La diffusione del Coronavirus e le restrizioni alla vita sociale hanno avuto un impatto sulla vita di tutti. Ma le famiglie come hanno reagito? E soprattutto in che modo hanno percepito le politiche messe in atto dal governo durante la pandemia? La professoressa Elisabetta Carrà - docente di Sociologia della famiglia e membro del Comitato scientifico del Centro di Ateneo Studi e Ricerche sulla Famiglia nonché dell’Osservatorio Nazionale sulla Famiglia - insieme ai ricercatori Matteo Moscatelli e Chiara Ferrari ha elaborato una ricerca sul supporto del governo, la partecipazione attiva delle famiglie e la visione ottimistica del futuro durante l’emergenza Covid-19.

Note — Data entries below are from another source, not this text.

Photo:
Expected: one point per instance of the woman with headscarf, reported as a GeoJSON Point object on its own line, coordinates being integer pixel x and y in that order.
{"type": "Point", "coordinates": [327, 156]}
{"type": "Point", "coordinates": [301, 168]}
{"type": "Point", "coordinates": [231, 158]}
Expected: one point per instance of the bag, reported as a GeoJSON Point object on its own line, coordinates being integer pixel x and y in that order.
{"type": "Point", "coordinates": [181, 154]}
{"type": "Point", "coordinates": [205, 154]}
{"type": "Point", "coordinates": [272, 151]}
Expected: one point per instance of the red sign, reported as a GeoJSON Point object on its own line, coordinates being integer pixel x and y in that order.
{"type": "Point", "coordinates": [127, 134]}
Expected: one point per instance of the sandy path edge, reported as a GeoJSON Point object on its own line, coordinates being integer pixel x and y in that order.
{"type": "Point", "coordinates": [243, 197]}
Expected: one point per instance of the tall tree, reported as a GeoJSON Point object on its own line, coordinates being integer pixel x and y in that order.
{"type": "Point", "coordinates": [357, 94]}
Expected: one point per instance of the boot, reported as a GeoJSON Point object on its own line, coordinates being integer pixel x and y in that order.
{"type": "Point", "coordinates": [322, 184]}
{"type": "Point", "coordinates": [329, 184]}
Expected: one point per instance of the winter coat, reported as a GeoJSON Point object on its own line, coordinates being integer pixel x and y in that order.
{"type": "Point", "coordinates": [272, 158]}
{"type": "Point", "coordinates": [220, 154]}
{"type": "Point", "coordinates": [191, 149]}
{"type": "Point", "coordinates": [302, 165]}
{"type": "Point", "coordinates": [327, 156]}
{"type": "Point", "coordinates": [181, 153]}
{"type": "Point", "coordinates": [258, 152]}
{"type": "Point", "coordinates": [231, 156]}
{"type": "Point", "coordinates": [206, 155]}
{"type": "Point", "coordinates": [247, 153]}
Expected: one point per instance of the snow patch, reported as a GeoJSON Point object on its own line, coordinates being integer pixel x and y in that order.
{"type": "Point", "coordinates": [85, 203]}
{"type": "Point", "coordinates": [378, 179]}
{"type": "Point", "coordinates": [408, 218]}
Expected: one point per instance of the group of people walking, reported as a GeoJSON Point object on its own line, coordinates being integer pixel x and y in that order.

La ricerca - che verrà presentata all’interno del convegno di fine mandato della sezione politica sociale dell’Associazione Italiana di Sociologia (AIS) "Le famiglie cambiano: e le politiche? Tra buone intenzioni e buone pratiche", il 17 e il 18 febbraio - riporta la percezione degli intervistati rispetto alla capacità del governo di supportare le famiglie attraverso una scala specifica che prevede la misurazione di cinque dimensioni individuate dal Family Impact Institute americano.
Quello che emerge è una famiglia sospesa tra stress e opportunità, che deve fronteggiare diverse difficoltà che rischiano di sopraffarla, ma che allo stesso tempo mostra una capacità di attivare risorse al proprio interno per orientare e trasformare in senso positivo i cambiamenti affrontati.
È stata presa in analisi la capacità di responsabilizzare le famiglie; la capacità di contrastare gli effetti dell’instabilità coniugale e dei momenti critici che ogni famiglia vive e che possono destabilizzare gli equilibri; la capacità di conciliare le diversità tra i differenti membri della famiglia; la capacità dei politici di tenere conto delle diversità estreme che ci sono tra le famiglie in termini culturali, strutturali e socio-economici e infine la capacità di rendere le famiglie attive nei processi decisionali, in modo tale che gli interventi politici siano calibrati sulle loro esigenze.
Attraverso questa scala, i ricercatori hanno potuto verificare la propensione del governo italiano a far leva sulle capacità delle famiglie di contribuire al benessere della società. «Le famiglie - spiega la professoressa Carrà - si sono sentite molto responsabilizzate, però contemporaneamente hanno manifestato una certa perplessità sul fatto di non essere state coinvolte nelle decisioni, e di conseguenza non hanno saputo rispondere in modo specifico a bisogni molto diversificati».
Ma non solo, quello che si evince dalla ricerca è che se durante il lockdown “duro”, quello di marzo-aprile, c’è stato un certo scetticismo rispetto alla capacità del governo di supportare le famiglie, la situazione è peggiorata a giugno: «Abbiamo potuto mettere in evidenza come il fatto di sentirsi supportati dal governo aumenti la visione ottimistica nei confronti del futuro, quindi c’è un legame molto stretto tra sentirsi supportati, poter guardare con ottimismo al futuro e sentirsi parte attiva del cambiamento sociale».
Punti fondamentali quelli evidenziati dalla professoressa, che dovrebbero concretizzarsi all’interno del Family Act: «La riforma elaborata dalla ministra Elena Bonetti con cui ho collaborato in quanto membro dell’Osservatorio Nazionale sulla Famiglia, se portata a termine nell’ambito del nuovo governo Draghi, potrebbe costituire una risorsa per far ripartire la natalità in un Paese, il nostro, in declino sotto questo punto di vista».